Sudan’s sudden slide into conflict between the army and Rapid Support Forces (RSF) paramilitary group has stranded thousands of foreigners, including diplomats and aid workers, and countries are working to evacuate their nationals.
Several evacuation efforts appear to be via Port Sudan on the Red Sea, which is directly located about 650 km (400 miles) northeast of Khartoum, but is about 800 km (500 miles) by road.
This is the status of some evacuations:
U.S. special forces evacuated all U.S. government personnel and their dependents, along with a few diplomats from other countries, from the embassy on Saturday using helicopters that flew from a base in Djibouti and refuelled in Ethiopia. They were not fired on during the evacuation.
The embassy has suspended operations due to security risks but local staff remain to support it.
Washington does not plan to coordinate an evacuation of other U.S. citizens in Sudan but is looking at options to help them leave.
France’s Foreign Ministry said on Sunday it was evacuating its diplomats and citizens.
However, the warring army and RSF each accused the other of attacking a French convoy. The army said the RSF had fired on the convoy, wounding a French national.
The RSF said it had been attacked by aircraft during the evacuation, leading to a French national being wounded, and it had returned the convoy to its starting point.
France’s Foreign Ministry has not commented on the reported attack or injury.
Moscow’s ambassador in Khartoum told Russian state media that 140 out of roughly 300 Russians in Sudan had said they wanted to leave.

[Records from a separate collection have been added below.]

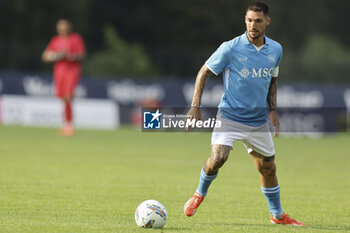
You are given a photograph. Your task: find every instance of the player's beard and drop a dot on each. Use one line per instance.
(256, 36)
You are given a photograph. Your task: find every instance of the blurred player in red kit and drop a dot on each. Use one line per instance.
(66, 50)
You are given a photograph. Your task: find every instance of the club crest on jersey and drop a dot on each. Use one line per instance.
(256, 72)
(244, 72)
(271, 58)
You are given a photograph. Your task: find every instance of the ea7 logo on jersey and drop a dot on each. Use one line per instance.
(256, 73)
(152, 120)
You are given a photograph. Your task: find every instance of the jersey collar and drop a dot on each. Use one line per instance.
(246, 41)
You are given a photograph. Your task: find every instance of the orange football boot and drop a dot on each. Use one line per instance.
(192, 204)
(286, 220)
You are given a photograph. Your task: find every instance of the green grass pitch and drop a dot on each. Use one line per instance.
(94, 181)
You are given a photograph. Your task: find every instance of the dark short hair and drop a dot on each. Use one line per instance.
(258, 6)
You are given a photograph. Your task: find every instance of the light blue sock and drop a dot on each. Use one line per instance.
(273, 199)
(204, 183)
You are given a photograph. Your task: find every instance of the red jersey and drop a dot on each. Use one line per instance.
(66, 73)
(72, 44)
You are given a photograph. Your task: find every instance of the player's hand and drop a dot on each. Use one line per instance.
(275, 122)
(193, 113)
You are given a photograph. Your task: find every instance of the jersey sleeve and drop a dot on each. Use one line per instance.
(79, 45)
(279, 59)
(52, 45)
(219, 59)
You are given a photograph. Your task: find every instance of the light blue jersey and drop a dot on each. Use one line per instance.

Evacuation plans were made but were still impossible to implement because they involve crossing frontlines, the ambassador said.
Prime Minister Rishi Sunak met security chiefs on Saturday to discuss Sudan. A government spokesperson said the Ministry of Defence was working with the Foreign Office “to prepare for a number of contingencies”.
Sudan’s army said on Saturday that it had agreed to help establish safe pathways for evacuations by the U.S., France, Britain and China.
Egypt has urged its citizens outside Khartoum to head to the consulates in Port Sudan and Wadi Halfa, in the north, to prepare for evacuation and urged its nationals in Khartoum to shelter at home until the situation improved.
It said there needed to be a “meticulous, safe and organised” evacuation process for its 10,000 nationals in neighbouring Sudan to reach home.
It said one of its diplomats had been wounded by gunfire, without giving details.
Saudi Arabia on Saturday pulled 91 Saudis and about 66 people from other countries out from Port Sudan by naval ship to Jeddah, across the Red Sea.
Kuwait said all citizens wishing to return home had arrived in Jeddah.
Sudan’s army accused the RSF of attacking and looting a Qatari embassy convoy heading to Port Sudan. Neither the RSF nor Qatar have commented.
Jordan said it had begun evacuating about 300 of its nationals from Port Sudan on Saturday.
South Korea said on Friday it was sending a military aircraft to evacuate its 25 citizens in Sudan.
Sweden has given the government permission to deploy forces to help evacuate embassy staff and families. The Netherlands also said it was joining efforts to evacuate citizens.
In Djibouti, where several evacuation efforts are being based, planes from Italy, Britain and Canada were awaiting a green light to fly to Khartoum, a source in the African country said.